18 мая погода в Царском Селе была прохладная, но с солнцем. Лука без привычки замерз. Он встал раньше всех, по-петушиному, и сходил в деревню к чухонкам, попил молока.
На параде Лука Костогрыз без конца пускал слезу.
В Царском Селе с балконов длинного Екатерининского дворца и на земле у подъездов белели шляпки высокородных дам, кители и пиджаки сановников, русских офицеров и прочих гостей. Четыре сотни конвоя в красных черкесках выстроились в конном развернутом фронте, тремя фасами огибая площадь. Черные папахи, как гнезда на деревьях, тыкались на фоне светлых служебных помещений. Почти до царского подъезда растянулась пестрая шпалера бывших конвойцев. Командир конвоя, невзрачный князь Трубецкой и штабс-офицеры ждали на белых конях государя. Всех распределили по местам, ими добытым в службе; в торжественную минуту зуд гордости и чванства особенно велик.

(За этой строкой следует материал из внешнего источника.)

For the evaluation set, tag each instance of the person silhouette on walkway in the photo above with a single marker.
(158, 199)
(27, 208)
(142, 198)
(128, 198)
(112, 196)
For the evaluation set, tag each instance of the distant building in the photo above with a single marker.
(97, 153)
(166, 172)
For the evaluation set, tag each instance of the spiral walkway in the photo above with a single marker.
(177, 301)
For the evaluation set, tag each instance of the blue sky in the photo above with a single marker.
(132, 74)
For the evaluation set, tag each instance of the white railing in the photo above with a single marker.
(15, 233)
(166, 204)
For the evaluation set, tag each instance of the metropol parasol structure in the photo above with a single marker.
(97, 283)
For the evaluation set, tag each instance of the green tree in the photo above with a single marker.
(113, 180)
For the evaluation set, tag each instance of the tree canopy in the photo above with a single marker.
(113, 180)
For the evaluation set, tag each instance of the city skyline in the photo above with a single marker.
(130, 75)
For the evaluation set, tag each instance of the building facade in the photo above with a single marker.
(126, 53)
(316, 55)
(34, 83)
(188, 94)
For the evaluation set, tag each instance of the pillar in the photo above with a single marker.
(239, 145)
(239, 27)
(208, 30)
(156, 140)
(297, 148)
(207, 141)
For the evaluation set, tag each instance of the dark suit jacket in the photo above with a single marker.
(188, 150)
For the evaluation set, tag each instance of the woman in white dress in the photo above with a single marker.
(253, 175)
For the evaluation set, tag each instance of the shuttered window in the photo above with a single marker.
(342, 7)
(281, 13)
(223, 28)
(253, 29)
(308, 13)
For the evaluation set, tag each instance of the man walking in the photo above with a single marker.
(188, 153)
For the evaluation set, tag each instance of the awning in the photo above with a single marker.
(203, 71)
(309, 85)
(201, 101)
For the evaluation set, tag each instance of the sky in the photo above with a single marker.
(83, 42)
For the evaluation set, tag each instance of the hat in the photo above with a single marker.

Черкеска тянула Костогрызу левое плечо. «Хорошо бабка залатала на с поде, а крючки пришила, бисова душа, неровно»,— поругался он про себя. На ковре в парчовых малиновых ризах с серебряными, вышитыми золотом оплечьями выпирало животы духовенство. Вся самодержавная косточка России сдавилась на площади. Колкий страх перебегал порою по телу: это неприступное радостное общество вершит твоей жизнью!